Douglas Adams and the Ship of Theseus

Douglas Adam’s always had a remarkably insightful way of looking at the world. One of my favorite quotes, from one of my favorite books where he ponders the Ship of Theseus paradox:

“I remember once, in Japan, having been to see the Gold Pavilion Temple in Kyoto and being mildly surprised at quite how well it had weathered the passage of time since it was first built in the fourteenth century. I was told it hadn’t weathered well at all, and had in fact been burnt to the ground twice in this century.

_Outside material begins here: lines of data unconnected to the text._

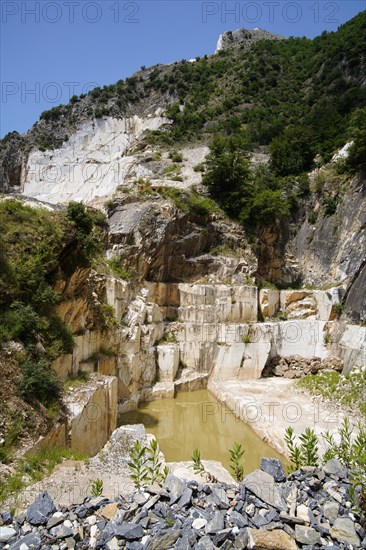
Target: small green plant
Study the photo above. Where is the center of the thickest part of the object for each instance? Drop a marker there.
(38, 382)
(338, 309)
(175, 156)
(281, 315)
(198, 466)
(305, 454)
(237, 461)
(347, 390)
(312, 217)
(76, 380)
(137, 464)
(145, 466)
(107, 316)
(167, 339)
(119, 271)
(155, 471)
(96, 488)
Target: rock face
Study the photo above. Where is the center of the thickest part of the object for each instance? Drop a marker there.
(92, 163)
(334, 248)
(92, 414)
(244, 38)
(160, 243)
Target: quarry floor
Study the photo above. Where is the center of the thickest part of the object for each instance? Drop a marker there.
(270, 405)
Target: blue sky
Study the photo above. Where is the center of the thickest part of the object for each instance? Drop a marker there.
(52, 49)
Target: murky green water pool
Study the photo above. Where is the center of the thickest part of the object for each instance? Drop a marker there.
(196, 420)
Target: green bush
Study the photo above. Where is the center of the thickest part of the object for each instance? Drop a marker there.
(20, 322)
(357, 153)
(292, 152)
(39, 383)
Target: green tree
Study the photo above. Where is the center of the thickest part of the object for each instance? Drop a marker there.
(292, 152)
(357, 131)
(228, 173)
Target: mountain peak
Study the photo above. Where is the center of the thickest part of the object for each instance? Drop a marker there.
(244, 38)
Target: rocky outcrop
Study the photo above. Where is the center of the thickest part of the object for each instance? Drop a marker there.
(161, 243)
(91, 164)
(244, 38)
(333, 249)
(301, 304)
(297, 367)
(261, 513)
(92, 414)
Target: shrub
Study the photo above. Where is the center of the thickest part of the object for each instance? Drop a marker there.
(357, 152)
(237, 461)
(175, 156)
(39, 383)
(292, 152)
(20, 322)
(119, 271)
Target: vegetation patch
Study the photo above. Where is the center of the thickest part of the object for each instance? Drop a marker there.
(34, 468)
(346, 390)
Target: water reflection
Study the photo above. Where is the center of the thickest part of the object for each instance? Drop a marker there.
(197, 420)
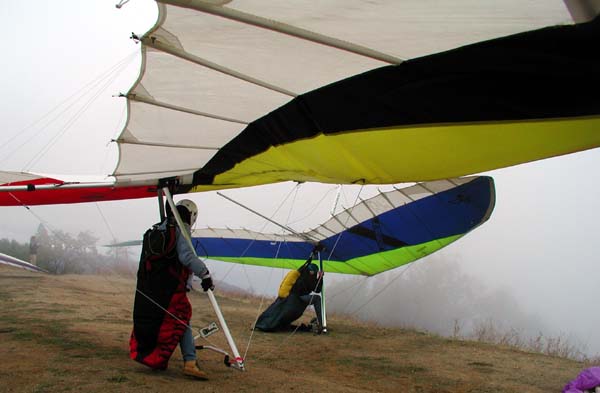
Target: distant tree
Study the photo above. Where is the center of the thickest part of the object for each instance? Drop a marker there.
(14, 249)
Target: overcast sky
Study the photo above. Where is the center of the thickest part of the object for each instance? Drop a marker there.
(58, 116)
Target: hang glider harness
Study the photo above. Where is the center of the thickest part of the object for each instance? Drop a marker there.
(238, 361)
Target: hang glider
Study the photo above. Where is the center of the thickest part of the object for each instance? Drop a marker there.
(16, 262)
(378, 234)
(236, 93)
(24, 189)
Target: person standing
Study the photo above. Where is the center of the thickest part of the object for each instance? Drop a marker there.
(162, 311)
(33, 247)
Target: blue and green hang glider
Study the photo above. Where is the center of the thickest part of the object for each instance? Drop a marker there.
(378, 234)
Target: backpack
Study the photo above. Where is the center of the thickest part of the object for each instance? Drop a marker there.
(159, 245)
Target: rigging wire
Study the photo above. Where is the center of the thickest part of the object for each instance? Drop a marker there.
(74, 119)
(75, 97)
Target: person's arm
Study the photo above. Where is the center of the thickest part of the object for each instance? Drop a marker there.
(187, 256)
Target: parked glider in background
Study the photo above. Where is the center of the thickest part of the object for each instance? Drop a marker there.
(16, 262)
(381, 233)
(378, 234)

“So it isn’t the original building?” I had asked my Japanese guide.
“But yes, of course it is,” he insisted, rather surprised at my question.
“But it’s burnt down?”
“Yes. Many times.”
“And rebuilt with completely new materials.”
“But of course. It was burnt down.”
“So how can it be the same building?”
“It is always the same building.”

I had to admit to myself that this was in fact a perfectly rational point of view, it merely started from an unexpected premise. The idea of the building, the intention of it, its design, are all immutable and are the essence of the building. The intention of the original builders is what survives. The wood of which the design is constructed decays and is replaced when necessary. To be overly concerned with the original materials, which are merely sentimental souvenirs of the past, is to fail to see the living building itself.”